Melbourne studio Copper (Edward Linacre and Viktor Legin), launched five new products on their stand at SaloneSatellite and took out third place in the coveted SaloneSatellite Awards for their ‘Balance’ pendant. Recently they took on a third permanent studio member, junior designer, Lewis Yee, whose articulating table lamp ‘Crescent’ was also on display. “This was our first time in Milan under the name Copper, so our main aim was to launch the studio, to pitch concepts to potential manufacturers and to source distributors for our existing range. We also wanted to get a feel for companies we might be interested in working with in the future and to grow our knowledge of the international market”.
Linacre, as runner up in the Design Report Young Designer of Satellite Award in 2013, was automatically entitled to show again at Satellite. He and the rest of the studio were extremely excited by the response they were receiving to their array of new products. Winning an award was a terrific bonus to what had already been a highly successful show for the studio with several European and American companies expressing interest in producing their designs. Linacre can potentially exhibit at Satellite 3 more times.

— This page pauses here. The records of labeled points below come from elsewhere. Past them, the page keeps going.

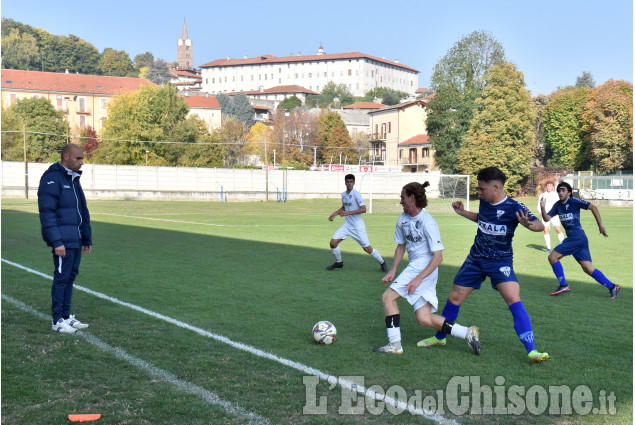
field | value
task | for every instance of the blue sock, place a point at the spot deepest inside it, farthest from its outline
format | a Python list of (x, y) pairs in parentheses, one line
[(559, 272), (450, 312), (599, 276), (522, 324)]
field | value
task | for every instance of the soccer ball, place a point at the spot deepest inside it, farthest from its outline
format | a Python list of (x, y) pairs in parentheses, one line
[(324, 332)]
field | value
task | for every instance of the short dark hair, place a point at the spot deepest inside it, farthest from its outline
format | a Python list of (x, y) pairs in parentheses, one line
[(419, 191), (491, 174), (565, 185)]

Founded in 1999 by RMIT professor and designer Kjell Grant, the Melbourne Movement has fostered young Australian design by organising a select group of designers from RMIT and Monash Universities to exhibit each year at the acclaimed young designer showcase, SaloneSatellite. Past recipients of the honour have included Adam Cornish and Nick Rennie. With exposure to talent scouts from all the major brands and a steady stream of journalists coming through, they have a real chance of being “discovered” by a major brand and increase their international profile.
Harding and Turnham showed their skeletal ‘Exo’ lights and spoke for the entire group when they summed up the experience. “The mix of designers from all around the world was such a great thing to be apart of and to get a chance to exchange ideas and converse about design was even better”.
The exhibiting Australians showed a large selection of lights that included limestone and timber fittings ‘Flashlight’ and ‘Matchstick’ by Inkster Maken, ‘Mr Jones’ and ‘Mr Merger’ by Dowel Jones and the ‘Corker’ series of natural cork pendants by Max Harper. The final member of the group Mitchell Rose showed his graphic ‘Ring’ chair (featured at the begining of the aticle) in bright orange but also showed a very different side to his aesthetic with showed a set of polished salt and pepper shakers called ‘Cosmo’. He said, “having international manufacturers approach Melbourne Movement members to produce and license their designs was an incredibly exciting experience! Visitors were constantly amazed once they realised the Melbourne Movement had come all the way from Australia to exhibit”. The positive feedback has encourage several of the designers to travel to Japan to show at Tokyo Design Week in October.